Volkswagen was sentenced Friday in federal court after pleading guilty in January to multiple criminal charges and $4.3 billion in penalties surrounding its diesel emissions scandal.
The sentence, read by U.S. district judge Sean Cox in Detroit, formalizes the company’s plea to pay $2.8 billion for criminal charges including “conspiracy to defraud the United States” in violation of the Clean Air Act, obstruction of justice for “destroying documents related to the scheme,” and making false statements about emissions compliance on importing all 590,000 affected cars into the United States. VW must now pay an additional $1.45 billion to settle civil violations with the Environmental Protection Agency and U.S. Customs and Border Protection. Lastly, VW will pay a $50 million civil fine for violation of the Financial Institutions Reform, Recovery, and Enforcement Act for underwriting loans and leases for the affected cars. Larry D. Thompson, a former deputy U.S. attorney general under George W. Bush, will oversee VW as a corporate compliance monitor for the next three years. According to Automotive News, without the plea agreement VW might have faced a penalty of $17 billion to $34 billion.

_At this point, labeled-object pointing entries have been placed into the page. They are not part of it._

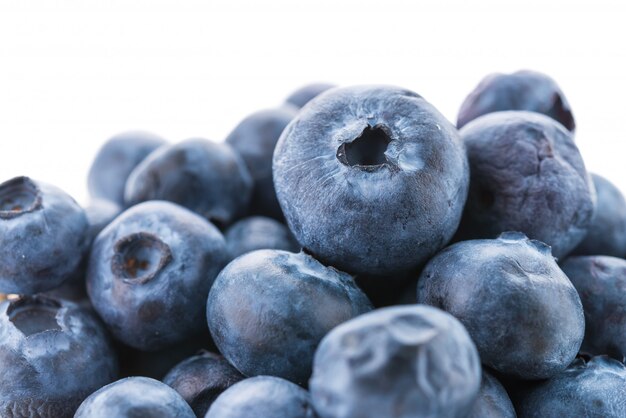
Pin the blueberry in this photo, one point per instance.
(601, 284)
(590, 390)
(114, 162)
(258, 233)
(202, 378)
(255, 139)
(53, 355)
(150, 272)
(268, 310)
(42, 236)
(526, 175)
(371, 179)
(135, 397)
(208, 178)
(607, 233)
(519, 307)
(263, 396)
(307, 93)
(522, 90)
(402, 362)
(493, 401)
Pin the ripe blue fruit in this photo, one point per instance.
(519, 307)
(371, 179)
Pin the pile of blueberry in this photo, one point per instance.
(349, 254)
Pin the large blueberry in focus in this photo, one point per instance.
(255, 139)
(601, 284)
(114, 162)
(202, 378)
(306, 93)
(135, 397)
(269, 309)
(53, 354)
(150, 272)
(526, 175)
(522, 90)
(607, 233)
(519, 307)
(43, 236)
(208, 178)
(492, 401)
(258, 233)
(402, 362)
(263, 396)
(371, 179)
(593, 389)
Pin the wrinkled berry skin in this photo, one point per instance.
(522, 90)
(519, 307)
(263, 396)
(526, 175)
(269, 309)
(306, 93)
(371, 179)
(403, 362)
(587, 390)
(202, 378)
(150, 272)
(258, 233)
(53, 355)
(205, 177)
(255, 139)
(43, 236)
(607, 233)
(600, 282)
(135, 397)
(492, 401)
(115, 161)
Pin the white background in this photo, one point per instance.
(73, 73)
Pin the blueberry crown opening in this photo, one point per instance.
(18, 196)
(32, 315)
(140, 257)
(367, 150)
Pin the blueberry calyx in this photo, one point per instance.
(34, 314)
(367, 151)
(140, 257)
(18, 196)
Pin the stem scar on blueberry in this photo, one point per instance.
(140, 257)
(367, 151)
(18, 196)
(34, 314)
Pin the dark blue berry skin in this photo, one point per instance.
(255, 139)
(492, 401)
(53, 354)
(202, 378)
(585, 390)
(307, 93)
(519, 307)
(208, 178)
(522, 90)
(150, 272)
(607, 233)
(601, 283)
(114, 162)
(269, 309)
(371, 179)
(526, 175)
(135, 397)
(263, 396)
(43, 236)
(402, 362)
(259, 233)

“The laborer at VW is going to lose millions of euros in bonus money,” Cox was quoted as saying during the hearing. “The bonuses have shrunk and will shrink because of the billions of dollars VW has had to pay because of the fraud.”
Cox said he doesn’t think VW will end up in criminal court again after this.
“Hopefully, the other corporations involved in the manufacture and supply of automobiles will learn from this and think twice,” he said.